Climbing handling was quite impressive. The 1227mm wheelbase and slack 65.4-degree head tube angle is definitely noticeable but doesn't feel clumsy or clunky. To be sure, bikes with more conservative geometry like the Specialized Stumpjumper ST or Ibis Ripley offer more direct steering, but the Whyte does just fine. The longer running length creates a rock-crawler feel, if you can line this bike up and punch it up a technical pitch, the S-120 will crawl right up. Tighter, technical switchbacks can require some attention. As with most bikes this length, a well-laid-out game plan goes a long way. A clean and smart entry into the switchback is a recipe for success.
The component grouping functioned better on the climb compared to the descent. The less aggressive tires do have the benefit of rolling fast. When you're spinning up smooth trails, the Maxxis Forekaster/Crossmark II combination offers little resistance. As a result, this bike can feel pretty fast. Things go south when you are climbing loose or technical terrain while standing. The Crossmark rear tire has a tendency to spin out very easily given its lack of tread. As a result, riders need to be very careful not to lean too far forward and remove weight from the rear tire. The SRAM NX Eagle drivetrain is decisively fine. It certainly isn't the lightest or most crisp drivetrain, but it works and the 50-tooth climbing gear is nice and light.

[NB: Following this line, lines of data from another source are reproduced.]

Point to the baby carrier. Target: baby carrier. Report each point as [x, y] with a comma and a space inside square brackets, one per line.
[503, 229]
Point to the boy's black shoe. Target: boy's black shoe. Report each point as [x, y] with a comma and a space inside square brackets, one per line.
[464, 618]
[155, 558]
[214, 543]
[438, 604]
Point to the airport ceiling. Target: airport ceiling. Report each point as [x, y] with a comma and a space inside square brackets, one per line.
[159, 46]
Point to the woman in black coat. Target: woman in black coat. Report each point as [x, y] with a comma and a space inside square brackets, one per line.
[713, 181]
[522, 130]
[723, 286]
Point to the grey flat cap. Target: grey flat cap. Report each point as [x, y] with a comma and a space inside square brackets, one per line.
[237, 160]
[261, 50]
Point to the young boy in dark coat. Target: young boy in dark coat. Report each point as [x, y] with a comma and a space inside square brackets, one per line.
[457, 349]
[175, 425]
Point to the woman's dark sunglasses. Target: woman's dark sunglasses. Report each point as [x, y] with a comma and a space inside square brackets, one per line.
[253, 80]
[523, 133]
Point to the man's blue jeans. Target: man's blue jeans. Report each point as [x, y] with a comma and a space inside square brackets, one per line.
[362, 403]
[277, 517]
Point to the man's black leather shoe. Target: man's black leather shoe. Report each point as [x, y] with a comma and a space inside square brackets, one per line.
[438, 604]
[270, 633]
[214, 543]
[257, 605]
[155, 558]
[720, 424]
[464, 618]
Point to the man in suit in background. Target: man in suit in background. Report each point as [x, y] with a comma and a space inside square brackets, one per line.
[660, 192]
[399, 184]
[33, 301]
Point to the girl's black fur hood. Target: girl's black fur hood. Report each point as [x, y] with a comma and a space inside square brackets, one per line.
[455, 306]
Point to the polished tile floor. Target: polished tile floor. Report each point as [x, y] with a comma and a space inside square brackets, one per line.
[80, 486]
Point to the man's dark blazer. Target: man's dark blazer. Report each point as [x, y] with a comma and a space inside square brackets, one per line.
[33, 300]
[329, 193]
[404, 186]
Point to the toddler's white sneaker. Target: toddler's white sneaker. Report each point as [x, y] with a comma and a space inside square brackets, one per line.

At $3,399, the S-120 Carbon R represents a decent value. Whyte can't quite match the component value delivered by other consumer direct-brands like YT, Commencal, and Canyon. Even though you are getting a carbon fiber frame with the S-120 Carbon R, the aluminum options from the other consumer-direct brands aren't much heavier with significantly better components at lower prices.
The Whyte S-120 is a good bike that is hindered by some questionable components. Still, this bike has a good design platform. It scoots uphill quite effectively and has the attitude to shred the downhill. With a little bit of love, this could be an absolute weapon.